The resulting network captures researcher relationships based not only on shared keywords but also on contextual and semantic similarity. This approach reveals latent research affinities and potential interdisciplinary collaborations that might not be visible through keyword-based analysis alone.

Keyword × Keyword

Network

Here, the research descriptions in the catalog are analyzed using FastText, and relationships between research keywords are visualized. The connections (edges) indicate strong semantic associations between keywords. For details of the analysis method, see below.

Analysis Method

Relationships between research keywords are visualized using the fastText algorithm.

fastText learns how words are used in context by analyzing their surrounding words and converts each word into a numerical vector. It also decomposes words into smaller character units (subwords), allowing it to capture relationships among words with different spellings or inflections and to handle previously unseen words effectively.

Specifically, fastText is trained on the keywords appearing in researchers’ descriptions, and cosine similarity between the resulting keyword vectors is calculated. This allows semantically similar words—such as “microbiome” and “microbial community” or “machine learning” and “deep learning”—to appear close together in the graph.

As a result, the graph reflects semantic and conceptual relationships between keywords rather than simple frequency-based associations. This visualization highlights abstract thematic connections and identifies key linking concepts that bridge research domains, offering insights into interdisciplinary relationships and new avenues for collaboration.

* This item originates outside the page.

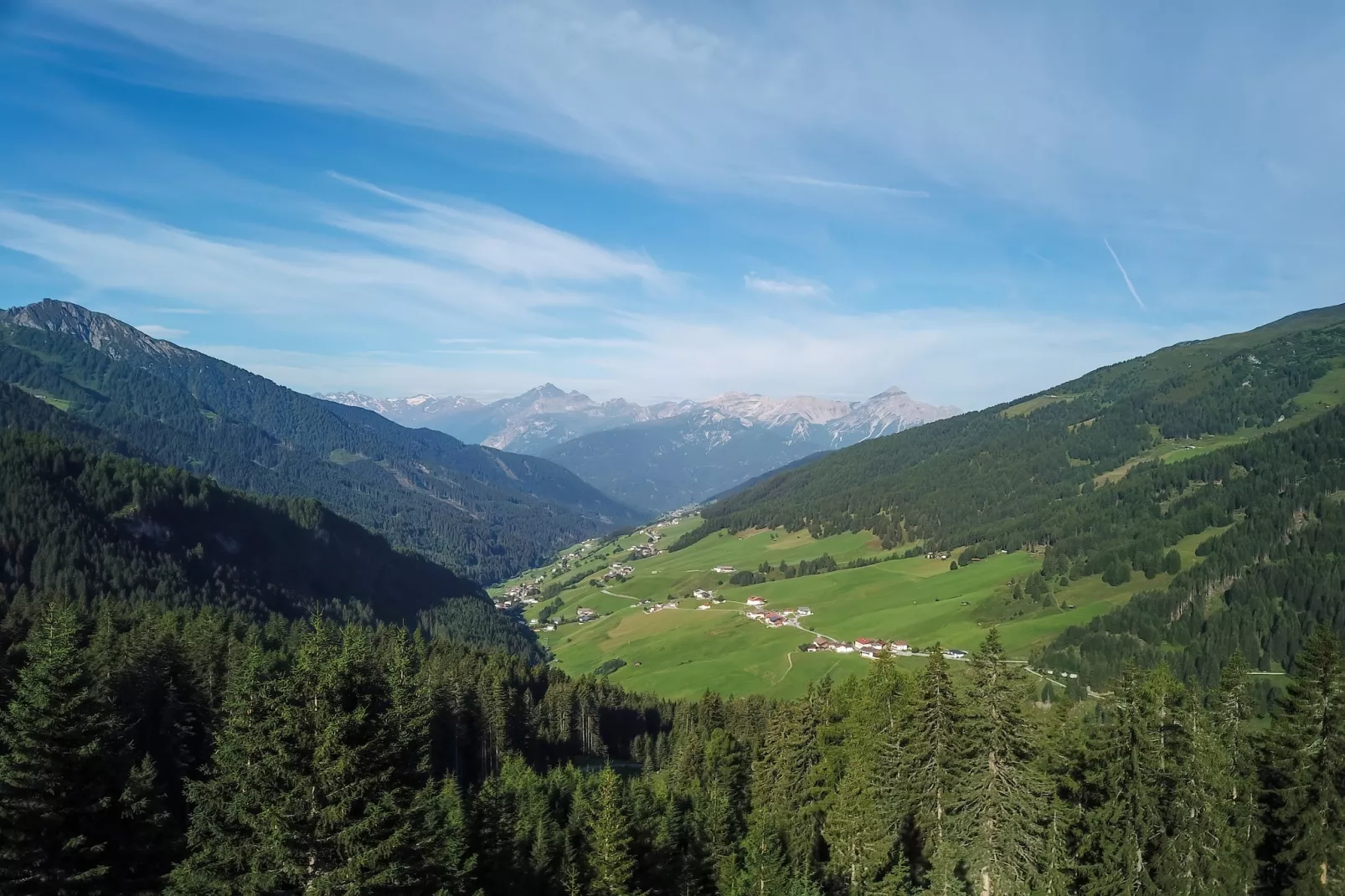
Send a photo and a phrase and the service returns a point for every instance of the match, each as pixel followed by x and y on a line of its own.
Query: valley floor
pixel 681 650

How to Read and Use the Graphs

Understanding Graph

  • Nodes and Edges
    The dots on the screen are called “nodes,” and the lines connecting them are “edges.”
  • Meaning of Nodes
    Each node represents one researcher or one keyword. The label below each node shows its name.
  • Meaning of Edges
    Edges represent “connections” or “relationships” between nodes. For example, in the Researcher–Keyword graph, they represent that a researcher’s work is associated with a keyword; in the Researcher–Researcher graph, they represent similarity between research contents; and in the Keyword–Keyword graph, they represent semantic similarity between research terms.

Navigation (Zoom and Pan)

  • Using On-screen Buttons (not available on mobile)
    1. Click the “” or “” buttons to zoom in and out.
    2. Click the arrow buttons “”, “”, “”, “” to move the view.
    3. Click the “” button to return to the original view and scale.
  • Using Mouse or Trackpad
    1. Scroll while hovering over the graph to zoom in and out.
    2. Drag while hovering over the graph to move freely in any direction.
  • Using Keyboard
    1. Press “^” and “-” keys to zoom in and out.
    2. Use the arrow keys “”, “”, “”, “” to move around.

Click Interaction

  • Clicking a Node
    Clicking a node highlights it along with its connected edges and nodes. Clicking anywhere else resets the highlight.
  • Node Information
    When you click a node, a tooltip appears above it showing details about that node. Clicking on a researcher node shows their name and a link to their researcher catalog page. Selecting “View in Researcher Catalog” opens that page in a new tab.

Search Function

  • Search by Researcher Name or Keyword
    Enter a researcher’s name or a keyword in the “Search by Keyword or Researcher Name” field above the graph and press Enter (or “Go” on mobile). Matching nodes will be highlighted. Clearing the input resets the highlight.
  • When Multiple Results Are Found
    If multiple researchers share the same name or if multiple keywords contain the entered text, a list of candidates will appear below the search box. Click (or tap) the one you wish to view to highlight it in the graph.